I've known this approach to be pretty standard across numerous web applications when it is impossible to leave include files outside of the document root.

That said though, I know that it's possible that plugins have directly included WP core include files without going through wp-load.php (using custom ajax functionality, image thumbnailing, or who knows what else). In that case, just actually handling the error appropriately (depending on what it is) *is* still the ideal solution that works everywhere. If there's an error being generated, who knows what else the script is doing inappropriately because it was requested directly, trying to cut back on crawlers from hitting those files isn't going to fix it. The file should be making the appropriate checks that classes/methods defined elsewhere exist, or that it was included from another file if it's only meant to be used from those files (when it depends on something defined or handled in those files) whenever it does anything beyond just defining new classes, methods, constants, or variables for use by other scripts.
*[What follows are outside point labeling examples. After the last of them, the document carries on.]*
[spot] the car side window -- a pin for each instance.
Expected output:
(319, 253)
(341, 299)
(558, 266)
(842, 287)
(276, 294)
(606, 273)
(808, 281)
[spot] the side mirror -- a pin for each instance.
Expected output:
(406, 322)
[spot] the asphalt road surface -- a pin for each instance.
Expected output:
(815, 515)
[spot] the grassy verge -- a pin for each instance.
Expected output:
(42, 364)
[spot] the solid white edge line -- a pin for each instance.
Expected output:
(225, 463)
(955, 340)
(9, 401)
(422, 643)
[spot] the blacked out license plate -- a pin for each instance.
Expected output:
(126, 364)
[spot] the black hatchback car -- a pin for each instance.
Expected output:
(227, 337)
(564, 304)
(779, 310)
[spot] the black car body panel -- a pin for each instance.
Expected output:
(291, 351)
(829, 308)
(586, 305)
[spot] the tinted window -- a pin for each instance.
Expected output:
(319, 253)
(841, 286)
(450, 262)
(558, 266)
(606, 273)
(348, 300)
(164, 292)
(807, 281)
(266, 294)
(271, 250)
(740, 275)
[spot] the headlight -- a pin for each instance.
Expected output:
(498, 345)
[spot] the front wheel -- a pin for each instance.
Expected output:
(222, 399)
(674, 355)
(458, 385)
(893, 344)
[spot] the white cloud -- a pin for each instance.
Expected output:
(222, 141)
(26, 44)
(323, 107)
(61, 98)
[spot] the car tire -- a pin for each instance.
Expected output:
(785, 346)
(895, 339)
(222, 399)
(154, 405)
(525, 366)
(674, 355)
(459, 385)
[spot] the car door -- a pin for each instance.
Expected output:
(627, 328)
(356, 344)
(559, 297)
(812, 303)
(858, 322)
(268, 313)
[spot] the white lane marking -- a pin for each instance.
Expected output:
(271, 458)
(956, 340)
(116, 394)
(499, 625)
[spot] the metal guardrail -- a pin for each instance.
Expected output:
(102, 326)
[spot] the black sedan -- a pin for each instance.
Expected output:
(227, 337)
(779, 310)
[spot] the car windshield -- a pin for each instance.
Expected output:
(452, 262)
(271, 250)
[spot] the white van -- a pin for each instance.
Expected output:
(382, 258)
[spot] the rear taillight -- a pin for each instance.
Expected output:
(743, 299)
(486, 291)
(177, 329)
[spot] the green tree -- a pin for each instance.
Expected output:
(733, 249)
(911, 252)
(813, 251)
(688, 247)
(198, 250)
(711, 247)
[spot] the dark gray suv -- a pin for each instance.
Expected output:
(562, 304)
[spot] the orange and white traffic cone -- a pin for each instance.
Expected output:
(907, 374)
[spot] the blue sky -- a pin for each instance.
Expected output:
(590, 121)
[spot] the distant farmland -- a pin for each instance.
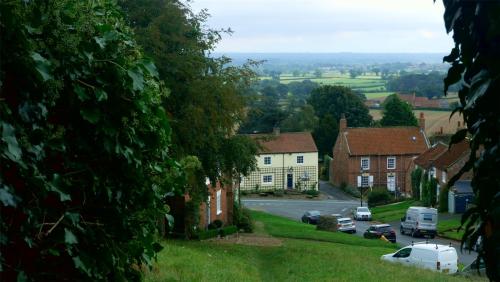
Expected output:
(434, 120)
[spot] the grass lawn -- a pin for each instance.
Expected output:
(337, 257)
(448, 228)
(392, 212)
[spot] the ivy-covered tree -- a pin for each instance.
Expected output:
(475, 64)
(396, 112)
(84, 160)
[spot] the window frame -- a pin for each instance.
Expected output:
(265, 182)
(394, 164)
(367, 159)
(297, 159)
(270, 160)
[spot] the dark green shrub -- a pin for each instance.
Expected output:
(228, 230)
(378, 197)
(443, 199)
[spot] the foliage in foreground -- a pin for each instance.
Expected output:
(475, 62)
(83, 149)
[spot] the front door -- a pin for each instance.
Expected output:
(289, 181)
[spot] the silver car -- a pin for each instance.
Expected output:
(345, 224)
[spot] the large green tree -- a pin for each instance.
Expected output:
(84, 160)
(397, 112)
(475, 64)
(205, 102)
(329, 103)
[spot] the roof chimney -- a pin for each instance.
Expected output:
(342, 123)
(276, 131)
(421, 121)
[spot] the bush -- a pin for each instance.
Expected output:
(327, 223)
(378, 197)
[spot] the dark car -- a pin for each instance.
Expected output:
(376, 231)
(311, 217)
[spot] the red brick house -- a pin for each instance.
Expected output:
(377, 157)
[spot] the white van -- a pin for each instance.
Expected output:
(419, 221)
(436, 257)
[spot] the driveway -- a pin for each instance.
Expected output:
(294, 209)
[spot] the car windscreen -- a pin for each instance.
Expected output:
(428, 217)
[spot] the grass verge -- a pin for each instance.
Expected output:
(337, 257)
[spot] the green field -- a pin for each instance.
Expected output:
(434, 120)
(317, 256)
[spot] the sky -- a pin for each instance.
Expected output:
(329, 26)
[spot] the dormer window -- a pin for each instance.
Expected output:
(365, 163)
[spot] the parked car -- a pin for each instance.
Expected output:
(477, 267)
(419, 221)
(377, 230)
(345, 224)
(362, 213)
(436, 257)
(311, 217)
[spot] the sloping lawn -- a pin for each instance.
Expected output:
(392, 212)
(337, 257)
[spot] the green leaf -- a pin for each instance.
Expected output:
(7, 198)
(458, 136)
(101, 95)
(92, 115)
(150, 67)
(42, 65)
(137, 79)
(69, 237)
(12, 151)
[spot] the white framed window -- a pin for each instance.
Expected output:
(391, 182)
(300, 159)
(267, 179)
(267, 160)
(391, 162)
(365, 181)
(365, 163)
(219, 208)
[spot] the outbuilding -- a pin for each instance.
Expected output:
(459, 196)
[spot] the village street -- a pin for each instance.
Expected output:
(341, 203)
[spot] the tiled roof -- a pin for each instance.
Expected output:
(455, 153)
(290, 142)
(426, 158)
(385, 140)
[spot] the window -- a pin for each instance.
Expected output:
(300, 159)
(267, 160)
(365, 181)
(267, 179)
(391, 162)
(404, 253)
(219, 208)
(391, 182)
(365, 163)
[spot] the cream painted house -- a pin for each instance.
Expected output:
(286, 161)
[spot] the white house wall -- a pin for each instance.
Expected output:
(303, 176)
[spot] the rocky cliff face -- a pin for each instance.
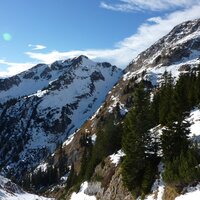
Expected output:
(41, 107)
(178, 52)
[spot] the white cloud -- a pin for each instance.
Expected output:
(37, 46)
(14, 68)
(125, 50)
(153, 5)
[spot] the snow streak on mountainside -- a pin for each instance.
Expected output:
(10, 191)
(32, 125)
(178, 52)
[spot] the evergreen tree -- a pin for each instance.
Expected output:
(136, 144)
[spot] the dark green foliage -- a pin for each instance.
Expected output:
(108, 141)
(166, 94)
(140, 163)
(183, 169)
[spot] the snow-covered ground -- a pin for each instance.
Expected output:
(194, 119)
(81, 195)
(116, 157)
(193, 193)
(10, 191)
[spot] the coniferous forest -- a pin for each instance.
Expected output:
(167, 106)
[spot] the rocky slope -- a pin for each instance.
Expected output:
(41, 107)
(178, 52)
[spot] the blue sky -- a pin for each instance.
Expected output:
(36, 31)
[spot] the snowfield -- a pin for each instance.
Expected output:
(81, 195)
(10, 191)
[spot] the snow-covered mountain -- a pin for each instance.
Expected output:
(11, 191)
(41, 107)
(177, 52)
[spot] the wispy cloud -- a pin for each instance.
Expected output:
(37, 47)
(153, 5)
(14, 68)
(124, 51)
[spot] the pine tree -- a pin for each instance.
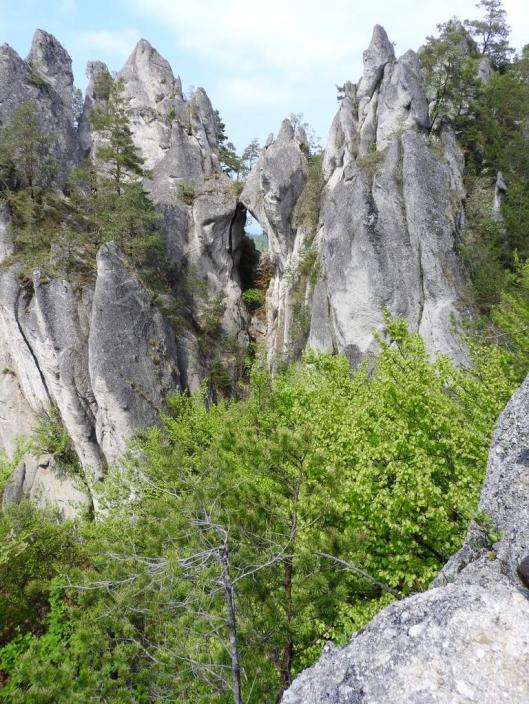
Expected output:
(228, 158)
(25, 159)
(492, 33)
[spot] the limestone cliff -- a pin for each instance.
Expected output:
(372, 224)
(104, 354)
(385, 230)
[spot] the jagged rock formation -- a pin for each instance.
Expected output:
(466, 639)
(104, 354)
(375, 227)
(45, 79)
(389, 217)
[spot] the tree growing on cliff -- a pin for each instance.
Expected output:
(491, 33)
(25, 150)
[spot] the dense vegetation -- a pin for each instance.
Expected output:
(243, 535)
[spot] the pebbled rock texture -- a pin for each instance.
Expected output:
(467, 638)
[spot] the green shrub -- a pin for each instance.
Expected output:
(187, 193)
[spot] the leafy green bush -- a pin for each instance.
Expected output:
(187, 193)
(381, 470)
(253, 298)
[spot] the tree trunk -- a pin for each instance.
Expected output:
(231, 621)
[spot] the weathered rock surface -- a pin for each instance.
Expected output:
(467, 638)
(376, 229)
(132, 364)
(389, 218)
(45, 79)
(271, 192)
(46, 484)
(103, 353)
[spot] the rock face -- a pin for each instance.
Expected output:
(373, 225)
(103, 353)
(387, 224)
(466, 639)
(45, 80)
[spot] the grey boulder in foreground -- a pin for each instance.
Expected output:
(467, 638)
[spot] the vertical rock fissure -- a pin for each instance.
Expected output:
(30, 349)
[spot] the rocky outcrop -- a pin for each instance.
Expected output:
(46, 484)
(390, 214)
(373, 226)
(464, 640)
(102, 352)
(271, 192)
(103, 355)
(132, 364)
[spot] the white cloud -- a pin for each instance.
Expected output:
(268, 49)
(118, 43)
(256, 91)
(275, 57)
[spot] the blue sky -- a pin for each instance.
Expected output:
(259, 61)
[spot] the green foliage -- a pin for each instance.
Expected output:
(25, 158)
(381, 470)
(231, 163)
(491, 33)
(118, 153)
(253, 298)
(187, 192)
(35, 547)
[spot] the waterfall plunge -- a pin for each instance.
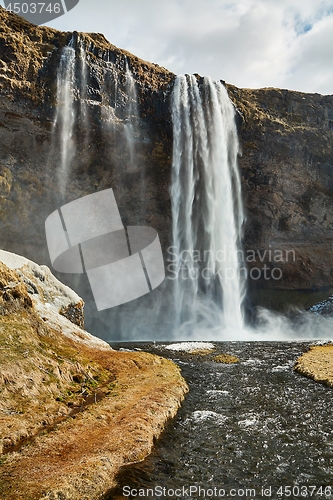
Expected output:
(206, 208)
(65, 116)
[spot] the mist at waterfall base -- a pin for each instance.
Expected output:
(207, 211)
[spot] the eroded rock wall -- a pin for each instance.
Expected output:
(286, 162)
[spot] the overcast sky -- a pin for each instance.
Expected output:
(250, 43)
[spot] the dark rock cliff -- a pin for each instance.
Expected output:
(286, 163)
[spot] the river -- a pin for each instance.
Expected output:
(252, 429)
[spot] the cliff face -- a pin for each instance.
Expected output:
(286, 162)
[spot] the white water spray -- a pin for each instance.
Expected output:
(206, 207)
(65, 116)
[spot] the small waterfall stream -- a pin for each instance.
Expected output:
(206, 207)
(65, 115)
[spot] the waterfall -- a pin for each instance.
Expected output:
(132, 114)
(65, 116)
(206, 207)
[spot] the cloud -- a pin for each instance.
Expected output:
(250, 43)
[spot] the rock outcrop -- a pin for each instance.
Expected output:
(317, 364)
(286, 162)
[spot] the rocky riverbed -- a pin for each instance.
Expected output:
(72, 410)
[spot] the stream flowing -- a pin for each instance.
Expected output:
(245, 426)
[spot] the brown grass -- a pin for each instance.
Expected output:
(42, 377)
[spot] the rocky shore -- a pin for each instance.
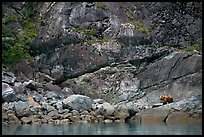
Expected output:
(101, 62)
(110, 94)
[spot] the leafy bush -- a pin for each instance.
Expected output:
(15, 45)
(15, 53)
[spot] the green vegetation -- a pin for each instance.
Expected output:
(88, 32)
(196, 46)
(15, 43)
(101, 5)
(100, 41)
(139, 26)
(130, 15)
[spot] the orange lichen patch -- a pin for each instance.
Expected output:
(32, 102)
(166, 99)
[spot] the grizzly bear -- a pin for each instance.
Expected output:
(166, 99)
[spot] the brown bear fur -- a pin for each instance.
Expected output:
(166, 99)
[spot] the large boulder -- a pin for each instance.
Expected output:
(8, 93)
(8, 77)
(78, 102)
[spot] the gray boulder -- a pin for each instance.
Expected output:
(8, 77)
(78, 102)
(8, 94)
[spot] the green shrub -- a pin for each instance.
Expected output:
(130, 15)
(15, 53)
(15, 45)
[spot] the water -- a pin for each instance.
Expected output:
(103, 129)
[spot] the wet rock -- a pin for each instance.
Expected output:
(50, 87)
(78, 102)
(8, 93)
(8, 77)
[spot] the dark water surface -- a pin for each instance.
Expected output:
(103, 129)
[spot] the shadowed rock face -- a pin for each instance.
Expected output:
(139, 28)
(123, 53)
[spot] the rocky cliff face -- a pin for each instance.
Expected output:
(126, 53)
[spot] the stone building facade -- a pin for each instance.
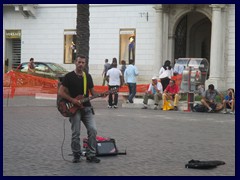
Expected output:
(157, 31)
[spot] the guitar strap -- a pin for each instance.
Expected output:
(84, 84)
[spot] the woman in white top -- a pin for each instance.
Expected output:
(165, 74)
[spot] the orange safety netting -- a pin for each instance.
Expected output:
(178, 79)
(23, 84)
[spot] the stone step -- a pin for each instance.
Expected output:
(138, 104)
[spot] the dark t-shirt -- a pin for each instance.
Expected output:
(74, 84)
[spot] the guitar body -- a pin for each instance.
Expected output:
(66, 108)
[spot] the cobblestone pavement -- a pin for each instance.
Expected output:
(158, 143)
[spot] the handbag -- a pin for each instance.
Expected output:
(167, 105)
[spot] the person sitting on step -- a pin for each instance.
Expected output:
(209, 99)
(154, 91)
(229, 102)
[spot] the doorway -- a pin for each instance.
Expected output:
(193, 36)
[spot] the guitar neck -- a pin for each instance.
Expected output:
(96, 96)
(86, 99)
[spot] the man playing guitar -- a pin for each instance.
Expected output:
(77, 83)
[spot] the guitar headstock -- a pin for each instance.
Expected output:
(112, 90)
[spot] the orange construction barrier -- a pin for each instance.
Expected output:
(178, 79)
(23, 84)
And in regards to non-error-related requests, if someone is really concerned about their server logs and these kinds of requests/crawlers, they should be tuning their httpd configuration directly, especially in regards to automated directory indexing since it is in fact the httpd generating those pages, not WordPress.

Another way to address this might be trying to create .htaccess file on install (which was previously suggested for #6481) if it doesn't exist yet and the permissions allow to do that. This would have an additional bonus of displaying 404 pages in theme layout even with default permalinks.

Not that I like a solution like this because it really doesn't solve the root problem (regardless of what rules are being used), but #6481 doesn't mention indexing at all. What kind of .htaccess configuration options or rewrite rules are you talking about that address this?

Anyway, this is the first time I've read "it was decided that path disclosure was not a classified as a security vulnerability for WordPress" (ticket:17601:15). If that's the case, this entire ticket is invalid, and technically speaking, index.php should be removed from the three locations that it's already been added for.